Elle arriva dans un espace qu’elle ne connaissait pas. La douleur était enfin partie. Le poids du steak ne l’affectait plus. Elle se sentait soudain comme jadis quand la fatigue ne l’atteignait pas. Elle s’était trouvée sur le chemin d’un vieil abbé qui lui avait offert de l’eau d’une pureté qu’elle n’avait jamais encore osé imaginer. L’abbé était lui aussi enfin libre, il lui proposa de poursuivre le chemin avec elle. Il marchait vers le blanc immense et infini des espaces-temps lunaires. Elle cherchait son maître, mais il semblait que ce dernier avait dû rester derrière. Pourtant, elle savait que dans bien des années, il serait là lui aussi et que, comme avant, il y aurait encore cette grande table remplie de grands enfants qu’elle aimait tant. C’était la première fois qu’elle entreprenait un voyage en solitaire et la présence de l’abbé l’avait rassuré. Soudain, ils croisèrent un groupe de réfugiés, c’étaient des chrétiens qui dans la plénitude de l’espoir avaient entrepris eux aussi le grand voyage. Ils fuyaient les ténèbres. La lumière devint de plus en plus grandiose, d’une pureté sans faille. Les voix des grands enfants se faisaient de plus en plus lointaines et elle s’inquiéta une dernière fois pour eux. L’abbé lui fit signe, au royaume des justes elle entra.

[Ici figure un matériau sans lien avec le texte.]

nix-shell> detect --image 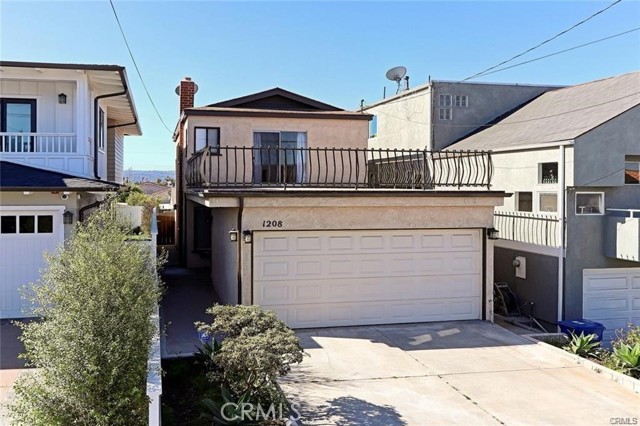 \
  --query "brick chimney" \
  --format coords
[176,77,198,113]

Contes et légendes automatiques

J’écris sur le papier de Damas, des vers, dans l’alcool.

Contes et légendes automatiques.

Sur la route du Nord, on trouve toujours des âmes perdues. Les soirs sans lune, je m’évade dans le creux des vallées. Je redeviens marchand solitaire et les astres s’alignent alors, corsaires. Je franchis la passe de nuit avec ma solitude comme une vieille habitude.

Ce monde n’était pas le mien. Je suis d’ici et pourtant d’ailleurs. Je me perds en certitudes qui se faneront aux crépuscules des rivières canalisées.

Je n’étais qu’un étranger dans mes propres terres. Les habitants ne pouvaient comprendre les chemins que j’avais parcourus, pendant que lentement ils labouraient la terre de leur ennui. Comment pourrais-je libérer les âmes perdues du cimetière des larves chaudes de la chute d’un empire?

Mon âme avait dévoré la plus pure des particules élémentaires. Je cherchais l’église, au moment où les étoiles s’effacent du sol. Quand tous mes possibles se seront évanouis dans des espérances vaines, je descendrai au puits du lac des abîmes en quête d’absolu. Mon âme sera en lambeau et le sang qui coulera sur mon front servira d’encre pour les noirs parchemins. Je commettrai alors le pire des péchés : démasquer l’invisible.

Je sentais le froid du vent des éternités sur mes épaules. L’absence de chaleur était horrible. L’angoisse, la peur de briser les os de ma vie déjà égratignée, celle qui vous prend avant de commettre la tristesse, cette angoisse précise, quand l’épiphanie se révèle. À la vue des esprits des chasseurs Algonquins, je compris qu’il était temps de fuir, car ils soufflaient le bruit des loups. Ils dansaient devant moi comme des lucioles attirées par l’odeur des sacrifices commis dans l’aube démystifiée.

Je quittai la vallée, un jour je serai peut-être ici encore chez moi. Le soleil engouffra l’ambiance, et la vallée s’estompa.